In the fight for the 2019 Lok Sabha elections, this renewed strategy has emerged as the BJP’s biggest political challenge in the state. Even BJP chief Amit Shah had described it as a mammoth task — “The SP-BSP alliance is the biggest challenge for us,” he had said.
In this fight against its most formidable opponent, the BJP may have taken recourse to talking and stressing upon the “good work” done by the Narendra Modi-led government and the prime minister’s own personal image. But on the ground, nothing but a larger Hindu polarisation can effectively ensure that its hold on the non-upper caste Hindu vote is not weakened.
And it is out of this concern for a larger polarisation that even while talking of development, governance and “sabka sath sabka vikas”, senior leaders and star campaigners such as Chief Minister Yogi Adityanath have ignited the “Ali-Bajrang Bali” debate. They have also accused an opposition candidate of being related to Jaish-e-Mohammad chief Masood Azhar. Even other leaders have subtly tried to play on Hindu-Muslim politics.

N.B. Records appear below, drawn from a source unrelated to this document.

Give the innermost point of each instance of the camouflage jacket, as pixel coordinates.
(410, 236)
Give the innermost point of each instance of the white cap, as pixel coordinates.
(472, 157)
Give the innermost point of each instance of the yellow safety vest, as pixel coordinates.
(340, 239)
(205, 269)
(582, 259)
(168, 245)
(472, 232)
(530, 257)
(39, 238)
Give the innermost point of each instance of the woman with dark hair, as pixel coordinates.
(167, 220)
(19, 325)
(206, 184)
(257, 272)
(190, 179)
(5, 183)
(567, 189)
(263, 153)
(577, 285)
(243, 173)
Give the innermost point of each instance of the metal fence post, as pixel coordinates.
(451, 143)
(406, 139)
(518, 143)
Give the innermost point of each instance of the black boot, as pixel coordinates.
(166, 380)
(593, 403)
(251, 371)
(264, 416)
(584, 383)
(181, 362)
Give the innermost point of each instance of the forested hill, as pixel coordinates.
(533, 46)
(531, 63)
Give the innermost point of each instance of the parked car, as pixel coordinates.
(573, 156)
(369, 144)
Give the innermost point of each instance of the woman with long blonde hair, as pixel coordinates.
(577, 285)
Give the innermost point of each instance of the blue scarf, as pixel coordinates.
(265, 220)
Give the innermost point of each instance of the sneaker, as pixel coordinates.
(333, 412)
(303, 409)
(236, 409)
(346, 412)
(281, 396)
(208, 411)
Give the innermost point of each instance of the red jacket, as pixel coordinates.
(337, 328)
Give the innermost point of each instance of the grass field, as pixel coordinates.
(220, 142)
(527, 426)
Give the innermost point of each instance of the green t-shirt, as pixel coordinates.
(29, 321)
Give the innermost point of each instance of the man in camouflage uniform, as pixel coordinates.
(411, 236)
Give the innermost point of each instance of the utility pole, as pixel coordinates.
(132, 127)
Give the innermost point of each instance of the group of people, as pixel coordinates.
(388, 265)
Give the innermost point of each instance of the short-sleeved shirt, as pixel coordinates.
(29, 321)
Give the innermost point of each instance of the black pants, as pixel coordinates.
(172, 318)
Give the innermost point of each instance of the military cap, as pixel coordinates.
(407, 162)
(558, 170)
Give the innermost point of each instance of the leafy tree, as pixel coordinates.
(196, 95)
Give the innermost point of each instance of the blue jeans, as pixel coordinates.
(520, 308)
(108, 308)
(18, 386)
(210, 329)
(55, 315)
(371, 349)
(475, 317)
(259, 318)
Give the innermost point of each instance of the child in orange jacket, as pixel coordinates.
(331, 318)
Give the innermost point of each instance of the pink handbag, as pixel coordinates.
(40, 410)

The alliance seemed to have faltered on its strategy in one instance, when BSP chief Mayawati in her Saharanpur rally made an open appeal to Muslims, asking them not to get confused by the Congress and to vote only for the alliance in order to defeat the BJP. This gave the BJP some much-needed ammunition, with even Modi lashing out at Mayawati.
In an interview to News18 Network Group Editor-in-Chief Rahul Joshi, Modi had said, “Those who were enemies are now hugging each other. The ground in Uttar Pradesh is slipping from under their feet. Mayawati is desperate. Her ship is sinking. The Election Commission should take a call on whether this is appealing in the name of a particular religion or not.”
“What if someone had canvassed for Hindu votes in the same way? Where is the secular gang now? Where is the ‘award wapsi’ gang now?” he had asked.
But the alliance quickly spun into damage-control mode. While addressing the second joint electoral rally in Badaun on April 13, Mayawati said, “We need both Ali and Bajrang Bali in our fight against the BJP.”
“I am grateful to UP CM Yogi Adityanath for informing all of us about the caste of Lord Hanuman. We are happy to know he was a Dalit,” she added.
Mayawati was referring to a controversial statement Adityanath had made in the run-up to the Rajasthan Assembly polls last year. “Lord Hanuman was a Dalit-Vanvasi”. The statement, then made with an intent to attract Dalit voters, is now being used against the BJP itself in UP.
With voting for eight seats wrapped up in the first phase on April 11, there are still 72 more to go. As the election moves from the west to the eastern parts of the state, one can expect many more such statements from both sides. In a state where politics has been played out on the lines of “shamshan” (cremation ground) and “kabristan (burial ground for Muslims) in the past, Ali-Bajrang Bali versus BajrangAli is the current phenomenon, but surely not the last this election season.